Tras cosechar y separar mecánicamente la corteza del cilindro interior, aplicaron el método de maceración de Franklin para disociar las células sin dañar su estructura. A continuación, midieron con precisión micrométrica la longitud celular, el ancho de fibra, el diámetro del canal interno (lumen) y el espesor de la pared celular en ambos tejidos, además de registrar la altura total del tallo y el espesor de corteza.

 

La longitud no discrimina; el ancho de la pared celular, sí

El hallazgo central del experimento derriba un sesgo muy común: no se hallaron diferencias estadísticamente significativas en la longitud de las fibras (ni en el líber ni en el núcleo leñoso) entre las variedades ricas en THC y las destinadas a cáñamo tipo CBD. Un tallo más alto no produce fibras intrínsecamente más largas a nivel unicelular.
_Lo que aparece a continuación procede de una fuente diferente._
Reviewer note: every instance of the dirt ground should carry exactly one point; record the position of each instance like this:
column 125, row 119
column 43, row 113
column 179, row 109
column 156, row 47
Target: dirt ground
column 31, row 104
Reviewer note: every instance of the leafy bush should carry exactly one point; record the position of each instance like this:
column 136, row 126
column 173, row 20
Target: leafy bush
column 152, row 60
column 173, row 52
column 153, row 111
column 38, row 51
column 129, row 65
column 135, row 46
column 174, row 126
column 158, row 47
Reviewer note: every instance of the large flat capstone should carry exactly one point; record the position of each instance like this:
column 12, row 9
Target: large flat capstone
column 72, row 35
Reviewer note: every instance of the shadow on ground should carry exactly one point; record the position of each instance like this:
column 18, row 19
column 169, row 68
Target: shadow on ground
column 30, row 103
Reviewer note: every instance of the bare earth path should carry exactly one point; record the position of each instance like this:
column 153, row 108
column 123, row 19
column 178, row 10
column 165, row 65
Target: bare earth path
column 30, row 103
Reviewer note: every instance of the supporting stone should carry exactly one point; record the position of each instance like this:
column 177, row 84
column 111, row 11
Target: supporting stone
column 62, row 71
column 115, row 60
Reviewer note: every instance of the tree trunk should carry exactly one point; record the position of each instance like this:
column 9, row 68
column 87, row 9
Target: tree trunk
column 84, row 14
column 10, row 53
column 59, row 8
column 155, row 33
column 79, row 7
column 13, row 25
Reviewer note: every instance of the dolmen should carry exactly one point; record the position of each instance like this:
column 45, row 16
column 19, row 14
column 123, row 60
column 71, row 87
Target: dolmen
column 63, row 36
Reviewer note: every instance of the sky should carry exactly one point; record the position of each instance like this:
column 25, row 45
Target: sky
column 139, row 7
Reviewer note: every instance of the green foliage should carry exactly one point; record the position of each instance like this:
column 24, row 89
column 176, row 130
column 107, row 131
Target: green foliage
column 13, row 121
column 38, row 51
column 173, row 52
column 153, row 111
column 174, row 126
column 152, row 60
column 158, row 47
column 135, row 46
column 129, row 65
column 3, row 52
La distinción clara apareció al evaluar el corte transversal:

  • Paredes más gruesas en plantas de THC: En las fibras externas del líber, los genotipos de quimiotipo I presentaron tanto una anchura de fibra como un espesor de pared celular significativamente mayores que los genotipos de quimiotipo III.
  • Lumen más amplio en el xilema del cáñamo: El análisis discriminante lineal (LDA) determinó que el tejido leñoso interno (xilema) mostraba canales internos (lumen) más abiertos en el cáñamo de quimiotipo III, coherente con una estructura orientada a una rápida circulación hídrica durante su crecimiento vegetativo.
  • Diferenciación funcional marcada: Las fibras del floema resultaron ser notablemente más largas y con paredes celulares más compactas que las del xilema en ambos grupos, confirmando su papel de contención mecánica externa frente a la función conductora del núcleo interior.

     

Repercusiones para el aprovechamiento de biomasa y fitomejoramiento

Aunque el análisis estadístico mediante componentes principales (PCA) constató un solapamiento morfológico evidente entre variedades —lo que impide clasificar un residuo vegetal a simple vista sin pasar por el laboratorio—, la correlación entre morfología y genética abre puertas de gran valor práctico:

  • Selección agronómica de precisión: En programas de breeding, elegir parentales evaluando la sección transversal y el grosor de pared permitirá orientar los cultivos hacia fibras con mayor resistencia o conductividad térmica óptima para bioconstrucción.
  • Valorización de subproductos de cannabis medicinal: Los cultivos de quimiotipo I bajo licencia suelen descartar masivamente los tallos tras la manicura de sumidades floridas. Al comprobarse que sus fibras de floema poseen paredes celulares densas y gruesas, esta biomasa secundaria revela un notable potencial de revalorización para refuerzos industriales o pastas técnicas, evitando que se gestione como mero residuo agronómico.
     

Fuente: Cross-sectional fiber dimensions rather than fiber length distinguish fiber and drug types of Cannabis sativa (Sharifi et al., 2026).

 

Este artículo se publica con fines divulgativos y técnicos vinculados a la bioeconomía y la botánica agrícola. En España, la producción y aprovechamiento de Cannabis sativa están sujetos al marco legal de la Unión Europea para cáñamo industrial certificado con semillas autorizadas en el Catálogo Común europeo, o bien a las autorizaciones expresas emitidas por la Agencia Española de Medicamentos y Productos Sanitarios (AEMPS) en caso de fines médicos o científicos.